Figuring I shouldn’t scare the only eyewitness, I left the bathroom and found a spot reasonably close to the door where I didn’t have to look at the QB.

And then, the minute it crossed my mind that I didn’t have to look at her, the temptation to look became irresistible. I craned my neck in a couple of different ways before giving up and stepping closer.

Not a pretty sight, I thought, feeling queasy. I couldn’t decide if her face was angry or terrified.

No sign of a wound on the front of her head. Or the sides. Odd. If she’d been hit on the back of the head, why had she landed face up? Maybe I was wrong—I’d have to ask Dad—but I had the distinct impression that if you coshed someone on the back of the head, they keeled over face first. Had someone moved her?

I inched forward, trying to see if there was anything that could explain this apparent discrepancy. From my new angle, I could see her right hand—before, the bed had blocked my view.

She was holding something. A small scrap of paper.

To get a good look at it, I had to lean over so far that I was in serious danger of falling on top of the corpse.
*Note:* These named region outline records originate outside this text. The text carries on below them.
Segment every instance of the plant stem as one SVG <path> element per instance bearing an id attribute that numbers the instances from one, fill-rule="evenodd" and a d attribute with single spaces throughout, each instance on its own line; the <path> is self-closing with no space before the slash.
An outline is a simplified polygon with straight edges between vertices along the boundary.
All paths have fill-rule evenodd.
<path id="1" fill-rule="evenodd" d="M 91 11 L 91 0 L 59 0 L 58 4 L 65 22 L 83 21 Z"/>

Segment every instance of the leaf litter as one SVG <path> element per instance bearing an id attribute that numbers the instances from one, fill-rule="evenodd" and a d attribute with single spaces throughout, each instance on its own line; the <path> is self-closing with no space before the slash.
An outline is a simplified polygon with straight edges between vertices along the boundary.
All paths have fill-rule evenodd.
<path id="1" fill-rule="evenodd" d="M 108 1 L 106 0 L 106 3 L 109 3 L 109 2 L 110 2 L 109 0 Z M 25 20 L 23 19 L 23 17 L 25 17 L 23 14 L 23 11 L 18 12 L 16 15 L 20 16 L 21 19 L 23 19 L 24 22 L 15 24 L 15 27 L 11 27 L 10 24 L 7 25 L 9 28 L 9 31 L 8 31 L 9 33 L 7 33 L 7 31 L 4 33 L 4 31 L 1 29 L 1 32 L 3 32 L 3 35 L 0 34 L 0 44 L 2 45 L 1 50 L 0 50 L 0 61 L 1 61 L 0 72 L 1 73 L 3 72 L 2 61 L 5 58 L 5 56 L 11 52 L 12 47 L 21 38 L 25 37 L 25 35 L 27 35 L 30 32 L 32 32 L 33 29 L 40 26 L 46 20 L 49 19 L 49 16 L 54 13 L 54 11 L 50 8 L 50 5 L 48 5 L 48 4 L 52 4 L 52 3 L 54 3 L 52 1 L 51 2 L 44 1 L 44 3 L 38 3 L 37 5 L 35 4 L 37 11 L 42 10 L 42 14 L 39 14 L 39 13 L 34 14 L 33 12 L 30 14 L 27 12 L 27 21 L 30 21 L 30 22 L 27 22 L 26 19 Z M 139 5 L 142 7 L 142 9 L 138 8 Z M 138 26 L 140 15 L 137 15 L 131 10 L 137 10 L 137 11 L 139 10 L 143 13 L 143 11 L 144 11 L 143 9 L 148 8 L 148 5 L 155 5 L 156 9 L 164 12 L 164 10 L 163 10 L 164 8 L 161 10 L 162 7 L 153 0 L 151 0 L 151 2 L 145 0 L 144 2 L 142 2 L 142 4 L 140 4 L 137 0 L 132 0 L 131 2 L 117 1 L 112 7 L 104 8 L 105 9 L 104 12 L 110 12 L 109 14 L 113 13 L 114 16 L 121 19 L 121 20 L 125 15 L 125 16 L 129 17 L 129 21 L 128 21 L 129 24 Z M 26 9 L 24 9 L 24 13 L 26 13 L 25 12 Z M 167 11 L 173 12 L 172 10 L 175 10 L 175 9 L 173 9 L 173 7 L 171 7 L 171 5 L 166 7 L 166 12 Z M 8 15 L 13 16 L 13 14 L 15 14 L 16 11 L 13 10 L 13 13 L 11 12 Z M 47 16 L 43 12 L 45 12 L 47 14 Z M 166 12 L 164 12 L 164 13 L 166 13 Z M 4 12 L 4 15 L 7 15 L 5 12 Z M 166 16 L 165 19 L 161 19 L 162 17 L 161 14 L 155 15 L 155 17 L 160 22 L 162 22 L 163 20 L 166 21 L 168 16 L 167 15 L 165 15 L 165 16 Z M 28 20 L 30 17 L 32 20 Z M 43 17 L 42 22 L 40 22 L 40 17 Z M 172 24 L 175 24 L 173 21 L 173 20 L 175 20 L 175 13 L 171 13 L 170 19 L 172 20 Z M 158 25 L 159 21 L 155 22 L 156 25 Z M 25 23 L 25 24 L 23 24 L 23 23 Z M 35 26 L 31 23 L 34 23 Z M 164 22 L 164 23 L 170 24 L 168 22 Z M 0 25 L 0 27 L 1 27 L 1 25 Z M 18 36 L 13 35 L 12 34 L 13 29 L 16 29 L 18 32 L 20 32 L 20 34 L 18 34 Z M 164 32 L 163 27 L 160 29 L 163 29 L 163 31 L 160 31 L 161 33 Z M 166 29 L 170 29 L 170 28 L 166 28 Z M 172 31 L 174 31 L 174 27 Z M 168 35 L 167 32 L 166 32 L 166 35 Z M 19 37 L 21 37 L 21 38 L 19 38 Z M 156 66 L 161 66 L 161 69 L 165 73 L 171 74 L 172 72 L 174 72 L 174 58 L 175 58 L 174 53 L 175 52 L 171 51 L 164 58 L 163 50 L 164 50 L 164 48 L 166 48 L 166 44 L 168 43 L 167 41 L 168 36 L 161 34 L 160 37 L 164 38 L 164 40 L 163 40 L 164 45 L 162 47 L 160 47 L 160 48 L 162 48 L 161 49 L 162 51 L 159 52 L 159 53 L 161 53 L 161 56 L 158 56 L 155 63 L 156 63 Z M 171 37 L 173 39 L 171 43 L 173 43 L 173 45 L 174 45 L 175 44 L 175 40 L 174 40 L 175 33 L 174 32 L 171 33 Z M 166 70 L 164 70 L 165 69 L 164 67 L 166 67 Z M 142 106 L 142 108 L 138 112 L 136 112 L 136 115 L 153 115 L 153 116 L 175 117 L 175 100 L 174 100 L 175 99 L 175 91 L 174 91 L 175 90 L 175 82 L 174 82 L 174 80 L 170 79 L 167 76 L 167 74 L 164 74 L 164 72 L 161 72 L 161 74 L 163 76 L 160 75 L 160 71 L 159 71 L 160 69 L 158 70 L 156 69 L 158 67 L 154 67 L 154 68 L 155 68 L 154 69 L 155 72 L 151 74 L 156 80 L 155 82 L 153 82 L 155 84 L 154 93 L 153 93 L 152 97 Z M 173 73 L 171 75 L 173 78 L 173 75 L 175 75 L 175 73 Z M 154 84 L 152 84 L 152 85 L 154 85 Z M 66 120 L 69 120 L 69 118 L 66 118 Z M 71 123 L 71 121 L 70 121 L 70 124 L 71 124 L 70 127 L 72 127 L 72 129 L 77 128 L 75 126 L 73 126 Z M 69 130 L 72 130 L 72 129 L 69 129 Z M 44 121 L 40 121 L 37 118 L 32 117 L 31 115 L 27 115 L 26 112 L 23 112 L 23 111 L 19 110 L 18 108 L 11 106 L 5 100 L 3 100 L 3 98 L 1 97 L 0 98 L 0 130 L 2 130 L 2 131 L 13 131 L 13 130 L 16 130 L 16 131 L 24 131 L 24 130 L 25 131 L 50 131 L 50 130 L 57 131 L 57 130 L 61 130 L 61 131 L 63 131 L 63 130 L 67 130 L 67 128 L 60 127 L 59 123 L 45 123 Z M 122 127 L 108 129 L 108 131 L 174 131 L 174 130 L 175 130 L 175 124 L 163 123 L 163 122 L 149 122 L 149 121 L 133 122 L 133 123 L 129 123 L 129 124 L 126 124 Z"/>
But I did get a look.

It was the torn corner of a drawing. From a Porfiria comic book, by the look of it. A roughly triangular piece, apparently torn from the lower right corner of a page, and containing most of a single frame.

Just then, I heard a commotion out in the hall. Probably the police, I realized. Which meant that I didn’t really have time to study the scrap of comic before they barged in. Taking it out of her hand would be a stupid idea.

I reached into my pocket and found that I still had the tiny digital camera. I took half a dozen shots of the paper. And a few of the position of the body, and a few more of the surrounding clutter.

I had just barely stuffed the camera back in my pocket when the police walked in.